Constructor for empirical distributions.

Fit a distribution of type d to the data and use that as the representation of the empirical distribution. Calls Distributions.fit behind the scenes.

Arguments

  • empiricaldata: The data for which to fit the distribution.
  • distribution: A valid univariate distribution from Distributions.jl.
source

Type documentation

UncertainData.UncertainValues.UncertainScalarKDEType
UncertainScalarKDE(d::KernelDensity.UnivariateKDE, values::AbstractVector{T}, range, pdf)
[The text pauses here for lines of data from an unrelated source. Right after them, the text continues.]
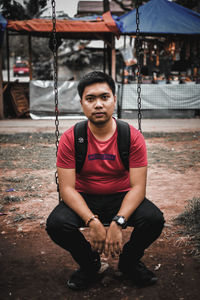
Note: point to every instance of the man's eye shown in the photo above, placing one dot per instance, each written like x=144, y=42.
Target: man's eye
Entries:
x=90, y=99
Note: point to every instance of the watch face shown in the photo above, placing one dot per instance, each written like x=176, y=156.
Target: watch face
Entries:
x=120, y=220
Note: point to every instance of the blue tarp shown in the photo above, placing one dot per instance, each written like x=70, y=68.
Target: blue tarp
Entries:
x=3, y=24
x=161, y=17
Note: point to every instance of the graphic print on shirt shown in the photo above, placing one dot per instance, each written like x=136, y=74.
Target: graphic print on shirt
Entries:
x=101, y=156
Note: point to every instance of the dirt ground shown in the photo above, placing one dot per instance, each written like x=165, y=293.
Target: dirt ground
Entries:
x=33, y=267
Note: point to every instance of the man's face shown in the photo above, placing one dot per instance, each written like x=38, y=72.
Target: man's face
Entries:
x=98, y=102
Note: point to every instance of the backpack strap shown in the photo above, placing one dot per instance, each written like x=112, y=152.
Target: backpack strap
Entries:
x=80, y=142
x=123, y=141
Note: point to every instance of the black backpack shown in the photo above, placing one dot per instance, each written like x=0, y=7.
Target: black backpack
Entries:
x=80, y=140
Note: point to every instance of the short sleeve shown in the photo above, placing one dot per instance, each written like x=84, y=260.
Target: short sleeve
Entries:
x=65, y=155
x=138, y=151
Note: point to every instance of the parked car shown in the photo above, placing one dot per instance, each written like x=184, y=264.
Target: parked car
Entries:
x=21, y=69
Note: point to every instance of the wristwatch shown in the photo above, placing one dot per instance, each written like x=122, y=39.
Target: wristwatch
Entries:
x=121, y=221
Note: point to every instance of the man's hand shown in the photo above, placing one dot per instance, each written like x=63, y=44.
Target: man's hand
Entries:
x=97, y=235
x=113, y=243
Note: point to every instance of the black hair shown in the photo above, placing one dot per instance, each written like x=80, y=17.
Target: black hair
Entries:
x=95, y=77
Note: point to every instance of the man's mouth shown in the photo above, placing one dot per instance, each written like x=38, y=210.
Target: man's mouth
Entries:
x=99, y=114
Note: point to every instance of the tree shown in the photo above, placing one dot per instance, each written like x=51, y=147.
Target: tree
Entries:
x=12, y=9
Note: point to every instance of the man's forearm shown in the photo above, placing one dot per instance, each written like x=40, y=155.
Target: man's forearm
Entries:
x=76, y=202
x=131, y=201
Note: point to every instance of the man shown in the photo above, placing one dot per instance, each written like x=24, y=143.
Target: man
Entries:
x=103, y=193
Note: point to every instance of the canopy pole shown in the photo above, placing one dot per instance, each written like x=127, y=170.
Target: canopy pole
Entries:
x=30, y=57
x=8, y=56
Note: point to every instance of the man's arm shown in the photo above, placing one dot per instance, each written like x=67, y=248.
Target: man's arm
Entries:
x=137, y=193
x=132, y=200
x=70, y=196
x=67, y=179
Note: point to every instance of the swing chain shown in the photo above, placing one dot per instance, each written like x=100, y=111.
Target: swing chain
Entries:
x=55, y=78
x=139, y=79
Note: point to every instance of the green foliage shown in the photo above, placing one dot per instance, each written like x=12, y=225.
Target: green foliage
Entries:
x=12, y=9
x=190, y=218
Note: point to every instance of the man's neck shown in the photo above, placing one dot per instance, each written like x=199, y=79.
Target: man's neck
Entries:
x=103, y=131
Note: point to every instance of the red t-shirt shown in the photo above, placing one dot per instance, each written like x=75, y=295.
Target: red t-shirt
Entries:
x=103, y=171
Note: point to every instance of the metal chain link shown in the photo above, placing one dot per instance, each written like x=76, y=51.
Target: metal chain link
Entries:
x=55, y=78
x=139, y=79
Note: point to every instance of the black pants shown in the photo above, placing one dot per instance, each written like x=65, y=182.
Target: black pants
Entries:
x=63, y=227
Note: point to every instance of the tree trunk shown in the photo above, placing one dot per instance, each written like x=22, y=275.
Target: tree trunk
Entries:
x=106, y=5
x=1, y=88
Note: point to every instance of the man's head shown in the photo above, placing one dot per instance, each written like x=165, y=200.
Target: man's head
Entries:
x=95, y=77
x=98, y=100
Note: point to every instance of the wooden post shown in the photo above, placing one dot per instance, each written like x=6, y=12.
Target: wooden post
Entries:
x=30, y=57
x=1, y=88
x=113, y=59
x=8, y=55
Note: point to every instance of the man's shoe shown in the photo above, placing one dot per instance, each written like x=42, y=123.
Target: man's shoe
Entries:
x=140, y=275
x=82, y=279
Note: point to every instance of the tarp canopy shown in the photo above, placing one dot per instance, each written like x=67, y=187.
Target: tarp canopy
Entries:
x=161, y=17
x=67, y=28
x=3, y=23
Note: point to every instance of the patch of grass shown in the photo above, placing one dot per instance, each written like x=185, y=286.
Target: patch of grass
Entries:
x=190, y=219
x=9, y=199
x=21, y=217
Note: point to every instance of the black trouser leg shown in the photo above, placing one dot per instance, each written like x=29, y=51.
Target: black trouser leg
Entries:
x=148, y=223
x=62, y=227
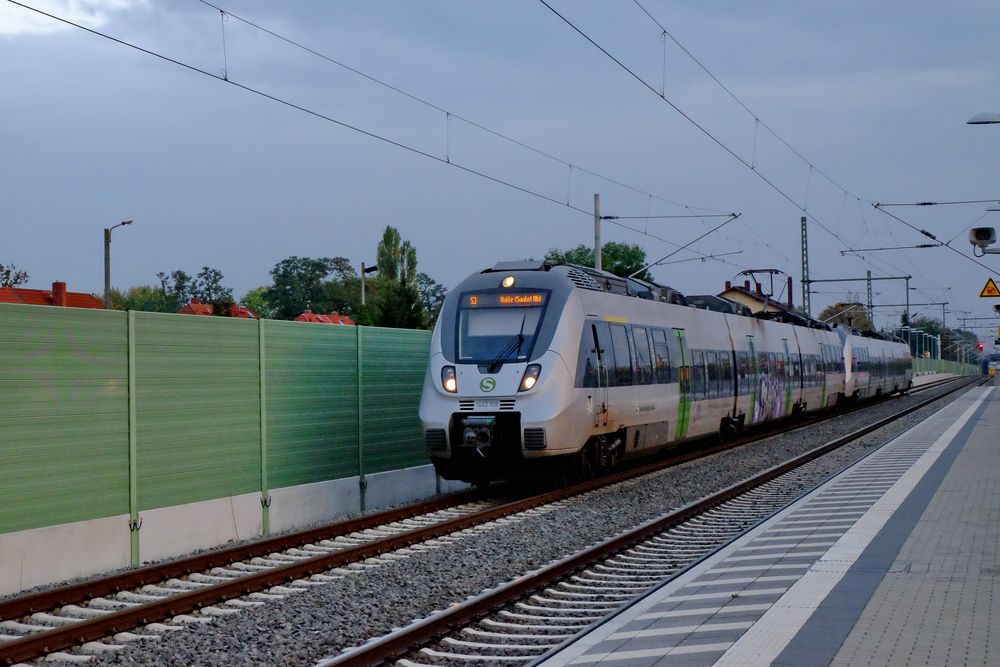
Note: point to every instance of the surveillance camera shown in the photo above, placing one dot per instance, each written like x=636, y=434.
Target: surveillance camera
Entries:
x=982, y=236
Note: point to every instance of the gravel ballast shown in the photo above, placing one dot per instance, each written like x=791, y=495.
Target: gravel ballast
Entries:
x=368, y=602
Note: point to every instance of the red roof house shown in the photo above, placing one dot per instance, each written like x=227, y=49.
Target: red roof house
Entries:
x=57, y=296
x=196, y=307
x=332, y=318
An empirical value represented by a distribution estimated from actual data.

Fields

  • distribution: The UnivariateKDE estimate for the distribution of values.
  • values: The values from which distribution is estimated.
  • range: The values for which the pdf is estimated.
  • pdf: The values of the pdf at each point in range.
source

Examples

using Distributions, UncertainData

# Create a normal distribution
d = Normal()

# Draw a 1000-point sample from the distribution.
some_sample = rand(d, 1000)

# Use the implicit KDE constructor to create the uncertain value
uv = UncertainValue(v::Vector)
using Distributions, UncertainData, KernelDensity

# Create a normal distribution
d = Normal()

# Draw a 1000-point sample from the distribution.
some_sample = rand(d, 1000)

# Use the explicit KDE constructor to create the uncertain value.
# This constructor follows the same convention as when fitting distributions
# to empirical data, so this is the recommended way to construct KDE estimates.
uv = UncertainValue(UnivariateKDE, v::Vector)
using Distributions, UncertainData, KernelDensity

# Create a normal distribution
d = Normal()

# Draw a 1000-point sample from the distribution.
some_sample = rand(d, 1000)

# Use the explicit KDE constructor to create the uncertain value, specifying
# that we want to use normal distributions as the kernel. The kernel can be
# any valid kernel from Distributions.jl, and the default is to use normal
# distributions.
uv = UncertainValue(UnivariateKDE, v::Vector; kernel = Normal)
using Distributions, UncertainData, KernelDensity

# Create a normal distribution
d = Normal()

# Draw a 1000-point sample from the distribution.
some_sample = rand(d, 1000)

# Use the explicit KDE constructor to create the uncertain value, specifying
# the number of points we want to use for the kernel density estimate. Fast
# Fourier transforms are used behind the scenes, so the number of points
# should be a power of 2 (the default is 2048 points).
uv = UncertainValue(UnivariateKDE, v::Vector; npoints = 1024)

Extended example

Let's create a bimodal distribution, then sample 10000 values from it.

using Distributions

n1 = Normal(-3.0, 1.2)
n2 = Normal(8.0, 1.2)
n3 = Normal(0.0, 2.5)

# Use a mixture model to create a bimodal distribution
M = MixtureModel([n1, n2, n3])

# Sample the mixture model.
samples_empirical = rand(M, Int(1e4));

It is not obvious which distribution to fit to such data.

A kernel density estimate, however, will always be a decent representation of the data, because it doesn't follow a specific distribution and adapts to the data values.

To create a kernel density estimate, simply call the UncertainValue(v::Vector{Number}) constructor with a vector containing the sample:

uv = UncertainValue(samples_empirical)

The plot below compares the empirical histogram (here represented as a density plot) with our kernel density estimate.

using Plots, StatPlots, UncertainData
uv = UncertainValue(samples_empirical)
density(mvals, label = "10000 mixture model (M) samples")
density!(rand(uv, Int(1e4)),
    label = "10000 samples from KDE estimate to M")
xlabel!("data value")
ylabel!("probability density")

Constructor

UncertainData.UncertainValues.UncertainValueMethod
UncertainValue(data::Vector{T};
    kernel::Type{D} = Normal,
    npoints::Int=2048) where {D <: Distributions.Distribution, T}

Construct an uncertain value by a kernel density estimate to data.

Fast Fourier transforms are used in the kernel density estimation, so the number of points should be a power of 2 (default = 2048).

source

Additional keyword arguments and examples

If the only argument to the UncertainValue constructor is a vector of values, the default behaviour is to represent the distribution by a kernel density estimate (KDE), i.e. UncertainValue(data). Gaussian kernels are used by default. The syntax UncertainValue(UnivariateKDE, data) will also work if KernelDensity.jl is loaded.